J’ai eu l’occasion, comme d’autres, de parler ici il y a deux ans de la sortie de cet ouvrage insolite, les mémoires d’un aumônier militaire de terrain. Ni baroudeur ni guerrier, un homme de paix et frère de tous les hommes, parcourant inlassablement (et enchaînant les OPEX littéralement sans permissions) tous les théâtres d’opération des armées françaises, accompagnant sa 11e DP (puis 11e BP) chérie mais pas seulement, puisque j’avais eu le privilège de le croiser chez les Spahis pendant la guerre du Golfe.
Mais, je le répète, ce n’est pas un journal de marche militaire, même s’il est le premier à sortir pour le 25e anniversaire de la partie offensive de la guerre du Golfe. C’est un itinéraire spirituel, ou le salut et le moral de l’adversaire et des populations civiles sont aussi importants que ceux des soldats français. Dans une remarquable connivence, du reste, avec ses camarades les aumôniers militaires des cultes protestant, israélite et musulman. Et ce n'est pas un hasard, la postface est du grand rabbin de France Haïm Korsia, ancien aumônier général israélite des armées.
Ce témoignage à multiples facettes (Tchad, Cambodge, RCI, Liban, Golfe, Balkans, Afghanistan) ne se résume pas, il se parcourt comme un cheminement initiatique, avec toujours cette recherche de ce qui dépasse les contingences et de ce qui relie les hommes plutôt que des les opposer.
C’est ce que souligne Mgr Luc Ravel, évêque catholique aux armées, dans sa préface à cette réédition : “…il y a cet homme de Dieu que nous appelons le ‘Padre’, l’aumônier. Sa mission ? Détacher le soldat de l’inoxydable violence. L’extraire du feu sans le séparer du chaos. Le décanter de tout ce qui n’est pas lui pour le rendre à lui-même, home au milieu des masses foudroyées. Dégager avec lui et en lui cette part d’humanité que l’esprit de peur conjugué avec l’esprit de revanche peut recouvrir jusqu’à l’étouffer. Le décontaminer de tout ce que la guerre importe avec elle : de haine, de vengeance, de source angoisse, de terreur abêtissante, d’urgence irréfléchie…”.

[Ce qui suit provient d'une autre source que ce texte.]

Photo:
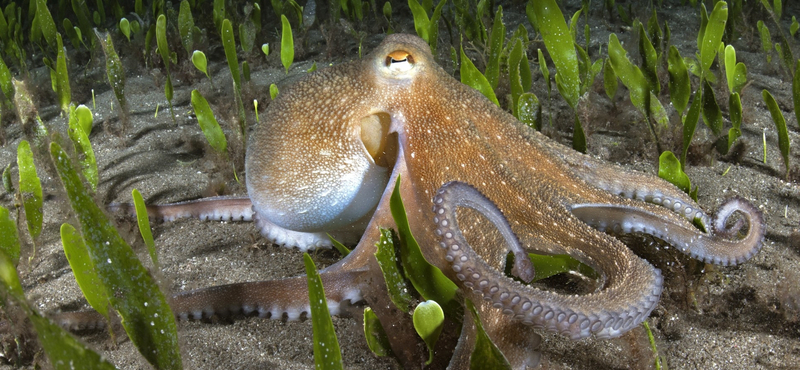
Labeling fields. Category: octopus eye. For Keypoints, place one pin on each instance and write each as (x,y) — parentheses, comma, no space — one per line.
(400,61)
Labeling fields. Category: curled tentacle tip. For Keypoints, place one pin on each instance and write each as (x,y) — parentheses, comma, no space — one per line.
(742,249)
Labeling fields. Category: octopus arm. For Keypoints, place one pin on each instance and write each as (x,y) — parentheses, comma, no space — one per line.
(630,292)
(720,246)
(213,208)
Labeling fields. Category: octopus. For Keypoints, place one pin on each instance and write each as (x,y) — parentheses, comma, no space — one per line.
(477,185)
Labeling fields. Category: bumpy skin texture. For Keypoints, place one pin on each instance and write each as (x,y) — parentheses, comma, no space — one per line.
(306,173)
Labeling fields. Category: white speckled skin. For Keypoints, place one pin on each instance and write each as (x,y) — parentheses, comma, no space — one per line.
(309,172)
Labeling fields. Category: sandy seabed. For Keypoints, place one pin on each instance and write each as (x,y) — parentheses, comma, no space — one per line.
(743,317)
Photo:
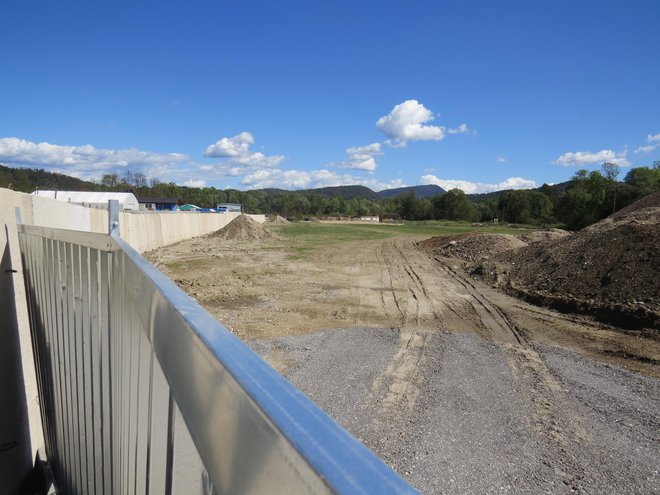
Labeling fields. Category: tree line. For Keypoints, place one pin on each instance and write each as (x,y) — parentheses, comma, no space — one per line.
(585,199)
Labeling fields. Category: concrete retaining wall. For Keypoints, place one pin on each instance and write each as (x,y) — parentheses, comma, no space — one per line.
(149,231)
(143,231)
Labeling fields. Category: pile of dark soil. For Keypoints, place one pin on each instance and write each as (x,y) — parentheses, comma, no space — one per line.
(471,246)
(610,270)
(243,228)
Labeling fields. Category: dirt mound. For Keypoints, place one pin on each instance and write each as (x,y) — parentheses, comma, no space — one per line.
(243,228)
(652,200)
(609,269)
(472,246)
(544,235)
(279,219)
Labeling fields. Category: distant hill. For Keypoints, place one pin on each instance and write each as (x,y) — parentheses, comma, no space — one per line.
(28,179)
(346,192)
(427,191)
(482,197)
(556,189)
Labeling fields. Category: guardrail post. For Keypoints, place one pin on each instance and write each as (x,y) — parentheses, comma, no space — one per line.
(113,217)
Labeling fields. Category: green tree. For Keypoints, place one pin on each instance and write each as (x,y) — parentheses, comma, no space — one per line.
(454,205)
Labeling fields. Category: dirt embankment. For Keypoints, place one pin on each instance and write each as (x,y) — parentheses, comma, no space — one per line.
(471,246)
(243,228)
(608,270)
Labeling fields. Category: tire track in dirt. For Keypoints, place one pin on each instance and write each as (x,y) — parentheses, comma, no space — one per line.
(549,411)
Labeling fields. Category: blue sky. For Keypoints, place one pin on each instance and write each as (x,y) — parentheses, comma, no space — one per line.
(480,95)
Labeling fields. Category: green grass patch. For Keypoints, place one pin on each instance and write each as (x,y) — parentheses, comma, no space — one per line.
(308,236)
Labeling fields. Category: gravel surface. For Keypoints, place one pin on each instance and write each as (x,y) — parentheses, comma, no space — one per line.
(475,427)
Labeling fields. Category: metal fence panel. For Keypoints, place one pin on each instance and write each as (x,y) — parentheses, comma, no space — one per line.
(142,391)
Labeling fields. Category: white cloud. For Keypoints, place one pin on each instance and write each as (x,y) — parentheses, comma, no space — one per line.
(360,158)
(581,158)
(237,150)
(309,179)
(408,122)
(195,183)
(478,187)
(238,145)
(86,161)
(654,143)
(461,129)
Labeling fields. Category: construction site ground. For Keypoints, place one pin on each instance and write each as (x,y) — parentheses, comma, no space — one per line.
(457,386)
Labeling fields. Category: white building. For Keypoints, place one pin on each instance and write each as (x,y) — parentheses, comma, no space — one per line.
(97,200)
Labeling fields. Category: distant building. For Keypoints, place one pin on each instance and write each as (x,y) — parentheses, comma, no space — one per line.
(189,207)
(158,204)
(229,208)
(97,200)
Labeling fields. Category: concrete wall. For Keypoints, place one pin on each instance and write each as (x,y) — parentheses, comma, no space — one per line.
(143,231)
(19,405)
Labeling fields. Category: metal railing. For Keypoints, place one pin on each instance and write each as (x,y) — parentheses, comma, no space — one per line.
(142,391)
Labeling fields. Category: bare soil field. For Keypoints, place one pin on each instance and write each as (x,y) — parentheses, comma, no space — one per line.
(458,386)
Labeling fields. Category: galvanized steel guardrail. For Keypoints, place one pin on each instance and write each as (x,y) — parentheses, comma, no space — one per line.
(142,391)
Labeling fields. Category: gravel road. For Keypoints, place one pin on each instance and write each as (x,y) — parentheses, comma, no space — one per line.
(475,427)
(457,386)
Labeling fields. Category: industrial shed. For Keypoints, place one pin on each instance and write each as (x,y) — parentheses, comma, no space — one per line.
(97,200)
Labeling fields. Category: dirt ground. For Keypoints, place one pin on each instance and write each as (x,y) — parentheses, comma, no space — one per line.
(266,292)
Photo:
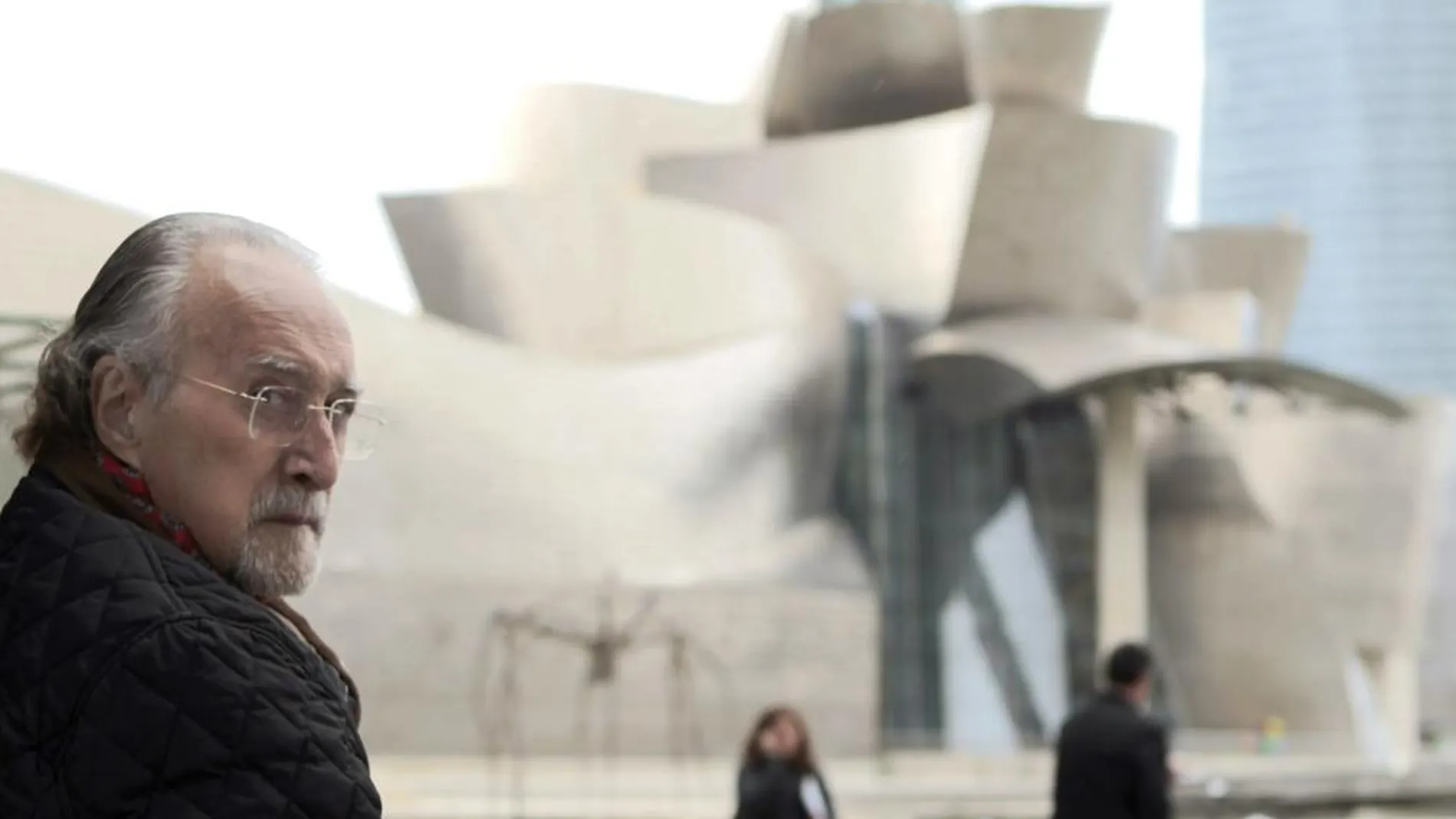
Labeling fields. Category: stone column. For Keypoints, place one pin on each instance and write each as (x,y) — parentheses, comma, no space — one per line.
(1121,549)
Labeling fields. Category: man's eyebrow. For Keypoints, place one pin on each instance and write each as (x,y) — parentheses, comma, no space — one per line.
(278,364)
(297,370)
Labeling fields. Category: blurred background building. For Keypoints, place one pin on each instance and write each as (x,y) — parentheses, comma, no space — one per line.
(1341,116)
(940,574)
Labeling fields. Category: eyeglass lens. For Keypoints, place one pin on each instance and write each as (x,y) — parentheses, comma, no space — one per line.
(281,414)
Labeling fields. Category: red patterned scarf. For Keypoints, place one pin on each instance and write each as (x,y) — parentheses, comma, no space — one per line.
(116,488)
(146,509)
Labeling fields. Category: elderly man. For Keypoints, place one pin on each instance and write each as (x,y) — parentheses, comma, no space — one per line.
(185,434)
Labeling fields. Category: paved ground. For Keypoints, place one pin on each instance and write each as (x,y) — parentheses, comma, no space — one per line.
(899,788)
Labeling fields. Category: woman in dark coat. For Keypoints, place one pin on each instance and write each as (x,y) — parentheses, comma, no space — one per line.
(779,777)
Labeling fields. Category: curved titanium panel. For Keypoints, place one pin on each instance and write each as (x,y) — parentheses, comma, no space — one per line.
(1041,54)
(1218,319)
(597,137)
(605,277)
(867,64)
(960,211)
(1248,626)
(1266,260)
(993,367)
(1347,519)
(887,205)
(1069,215)
(513,479)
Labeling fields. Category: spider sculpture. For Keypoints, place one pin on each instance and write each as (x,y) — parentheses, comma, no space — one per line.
(509,633)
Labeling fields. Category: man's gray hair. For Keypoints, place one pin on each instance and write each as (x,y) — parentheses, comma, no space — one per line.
(131,312)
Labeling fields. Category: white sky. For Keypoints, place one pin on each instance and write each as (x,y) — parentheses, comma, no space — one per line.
(299,113)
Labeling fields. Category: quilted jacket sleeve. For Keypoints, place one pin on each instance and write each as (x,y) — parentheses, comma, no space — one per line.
(233,731)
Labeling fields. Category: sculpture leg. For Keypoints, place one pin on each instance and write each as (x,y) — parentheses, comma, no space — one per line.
(582,733)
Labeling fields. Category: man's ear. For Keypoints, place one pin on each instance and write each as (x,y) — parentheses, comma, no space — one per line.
(116,399)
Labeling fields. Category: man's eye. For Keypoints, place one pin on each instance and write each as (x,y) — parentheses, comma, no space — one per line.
(268,395)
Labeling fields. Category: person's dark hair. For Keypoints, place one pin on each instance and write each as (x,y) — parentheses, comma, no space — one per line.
(130,312)
(802,760)
(1129,663)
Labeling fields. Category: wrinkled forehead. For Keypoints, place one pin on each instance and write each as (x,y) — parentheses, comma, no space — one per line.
(251,307)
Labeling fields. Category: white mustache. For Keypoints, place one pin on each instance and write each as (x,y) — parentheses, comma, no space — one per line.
(290,503)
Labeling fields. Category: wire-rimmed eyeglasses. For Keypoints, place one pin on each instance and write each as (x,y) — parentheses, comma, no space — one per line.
(278,415)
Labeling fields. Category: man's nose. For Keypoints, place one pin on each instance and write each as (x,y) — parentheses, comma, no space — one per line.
(313,459)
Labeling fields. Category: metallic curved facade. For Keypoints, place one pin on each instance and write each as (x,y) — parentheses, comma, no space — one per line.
(606,277)
(995,367)
(1043,54)
(644,375)
(1267,262)
(867,64)
(960,198)
(516,477)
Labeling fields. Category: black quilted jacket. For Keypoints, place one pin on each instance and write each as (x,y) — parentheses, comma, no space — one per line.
(136,683)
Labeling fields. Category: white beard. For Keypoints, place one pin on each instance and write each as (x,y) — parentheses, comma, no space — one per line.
(277,560)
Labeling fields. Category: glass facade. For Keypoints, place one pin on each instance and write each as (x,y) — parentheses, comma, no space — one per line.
(1341,115)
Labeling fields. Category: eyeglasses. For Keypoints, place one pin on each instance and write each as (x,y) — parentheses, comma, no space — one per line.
(278,415)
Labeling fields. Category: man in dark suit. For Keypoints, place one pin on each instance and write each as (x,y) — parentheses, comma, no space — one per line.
(1113,758)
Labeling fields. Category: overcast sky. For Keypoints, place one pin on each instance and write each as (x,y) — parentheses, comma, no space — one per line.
(299,113)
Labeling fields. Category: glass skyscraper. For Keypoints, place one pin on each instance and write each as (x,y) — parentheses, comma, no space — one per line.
(1341,115)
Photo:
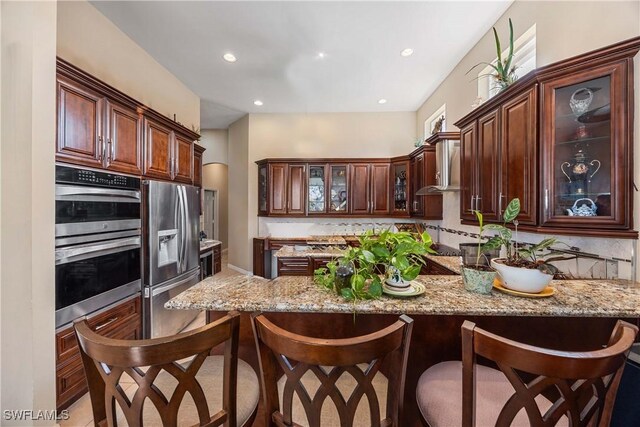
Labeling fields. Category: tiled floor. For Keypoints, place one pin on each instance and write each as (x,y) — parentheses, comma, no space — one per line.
(80,414)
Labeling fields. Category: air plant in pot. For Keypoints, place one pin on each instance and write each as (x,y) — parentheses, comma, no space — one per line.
(479,277)
(525,268)
(504,71)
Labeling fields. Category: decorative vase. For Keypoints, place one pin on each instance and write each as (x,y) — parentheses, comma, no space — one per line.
(478,281)
(580,100)
(344,271)
(393,277)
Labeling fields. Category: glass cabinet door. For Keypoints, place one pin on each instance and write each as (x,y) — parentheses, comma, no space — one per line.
(317,201)
(338,189)
(399,176)
(262,189)
(584,165)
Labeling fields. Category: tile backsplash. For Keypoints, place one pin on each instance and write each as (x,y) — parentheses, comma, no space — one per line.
(597,257)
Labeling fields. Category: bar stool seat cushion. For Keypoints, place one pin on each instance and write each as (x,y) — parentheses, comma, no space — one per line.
(346,384)
(210,378)
(439,395)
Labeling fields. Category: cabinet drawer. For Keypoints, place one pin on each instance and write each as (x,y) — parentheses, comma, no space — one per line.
(104,323)
(293,266)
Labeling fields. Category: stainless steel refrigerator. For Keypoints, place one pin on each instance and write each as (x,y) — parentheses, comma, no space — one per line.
(171,254)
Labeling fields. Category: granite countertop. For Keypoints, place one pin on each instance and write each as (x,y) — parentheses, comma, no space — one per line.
(208,244)
(290,251)
(450,262)
(445,295)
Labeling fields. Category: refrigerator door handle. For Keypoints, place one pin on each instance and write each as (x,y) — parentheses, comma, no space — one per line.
(186,234)
(179,222)
(165,288)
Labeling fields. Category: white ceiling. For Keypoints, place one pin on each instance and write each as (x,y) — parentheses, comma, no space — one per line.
(277,46)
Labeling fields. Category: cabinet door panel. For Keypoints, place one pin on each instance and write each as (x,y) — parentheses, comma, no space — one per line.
(296,189)
(124,139)
(80,116)
(468,162)
(158,150)
(278,188)
(380,189)
(183,160)
(488,157)
(417,182)
(518,156)
(432,203)
(359,188)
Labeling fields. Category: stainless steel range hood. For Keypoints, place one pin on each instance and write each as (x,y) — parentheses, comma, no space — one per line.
(447,163)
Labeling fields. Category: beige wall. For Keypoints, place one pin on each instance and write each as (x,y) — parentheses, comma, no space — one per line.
(260,136)
(87,39)
(563,29)
(240,247)
(28,35)
(216,142)
(215,177)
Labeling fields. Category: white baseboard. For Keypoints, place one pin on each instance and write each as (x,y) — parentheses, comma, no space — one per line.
(239,270)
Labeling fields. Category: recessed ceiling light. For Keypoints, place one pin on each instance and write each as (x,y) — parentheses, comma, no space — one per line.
(229,57)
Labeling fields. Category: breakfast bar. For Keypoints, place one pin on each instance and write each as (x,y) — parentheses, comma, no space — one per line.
(580,315)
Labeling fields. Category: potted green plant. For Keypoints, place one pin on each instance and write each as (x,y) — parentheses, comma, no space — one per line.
(525,268)
(479,277)
(504,71)
(399,255)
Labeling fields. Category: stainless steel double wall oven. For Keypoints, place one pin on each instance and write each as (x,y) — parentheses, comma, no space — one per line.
(98,240)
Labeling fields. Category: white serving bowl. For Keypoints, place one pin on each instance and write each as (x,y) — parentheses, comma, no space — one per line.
(528,280)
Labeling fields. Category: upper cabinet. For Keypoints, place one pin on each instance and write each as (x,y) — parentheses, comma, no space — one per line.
(560,140)
(168,155)
(100,127)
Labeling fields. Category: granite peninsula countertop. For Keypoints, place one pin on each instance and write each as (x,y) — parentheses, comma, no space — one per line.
(445,295)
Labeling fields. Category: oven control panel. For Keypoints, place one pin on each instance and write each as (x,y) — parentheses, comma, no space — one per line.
(69,175)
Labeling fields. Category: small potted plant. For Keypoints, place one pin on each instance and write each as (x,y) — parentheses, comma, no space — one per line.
(399,255)
(504,73)
(524,269)
(479,277)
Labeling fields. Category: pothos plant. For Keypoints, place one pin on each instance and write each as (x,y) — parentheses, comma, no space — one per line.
(535,256)
(402,250)
(504,71)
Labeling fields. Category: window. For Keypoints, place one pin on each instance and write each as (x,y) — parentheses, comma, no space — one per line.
(430,123)
(524,58)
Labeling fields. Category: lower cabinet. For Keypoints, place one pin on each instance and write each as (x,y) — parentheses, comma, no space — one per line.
(294,266)
(217,259)
(122,321)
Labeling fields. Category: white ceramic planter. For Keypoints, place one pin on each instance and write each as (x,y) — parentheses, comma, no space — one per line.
(521,279)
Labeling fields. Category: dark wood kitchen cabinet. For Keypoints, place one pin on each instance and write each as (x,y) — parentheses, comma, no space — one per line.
(158,151)
(95,131)
(122,321)
(101,127)
(168,155)
(560,140)
(423,173)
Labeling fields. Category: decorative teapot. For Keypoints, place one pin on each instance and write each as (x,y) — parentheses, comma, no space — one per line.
(584,209)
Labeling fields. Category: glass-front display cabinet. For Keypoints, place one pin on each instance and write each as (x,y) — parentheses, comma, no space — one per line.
(399,174)
(587,169)
(316,190)
(339,197)
(262,189)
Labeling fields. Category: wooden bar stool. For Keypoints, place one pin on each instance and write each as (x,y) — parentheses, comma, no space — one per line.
(163,383)
(343,370)
(568,388)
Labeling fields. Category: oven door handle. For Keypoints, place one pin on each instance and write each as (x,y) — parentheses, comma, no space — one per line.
(73,192)
(78,253)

Un livre on peut plus actuel dans une guerre contre la violence terroriste aveugle qui se nourrit de la haine et de la peur. Un livre à mettre entre toutes les mains. Mais voilà, petit détail, ce livre se mérite, comme toute quête initiatique : il ne se trouve pas en tête de gondole à la FNAC ni sur Amazon, ni chez le libraire du coin. Il est en cartons dans le presbytère du père Kalka, vendu à prix coûtant (16 € + frais de port soit 19,80 € port compris) et il suffit de lui écrire : Père Richard Kalka, Caillau, 09700 Saverdun / [email protected]
Dieu désarmé – Journal d’un curé de campagnes. Richard Kalka, 27 photos, 220 pages.
Pierre, merci pour ce billet: suite à ton billet précédent, j'ai acquis et lu avec passion cet ouvrage, que j'ai ensuite offert. J'en avais laissé le commentaire suivant: "Le témoignage du Père Kalka est un océan de lumière, truffé d'anecdotes, de détails qui restent dans l'ombre des opérations militaire. Avec son oeil d'homme et sa foi et sans perdre son esprit critique, il vit chaque campagne différemment, replaçant l'homme en son centre. Ce livre fait un bien fou."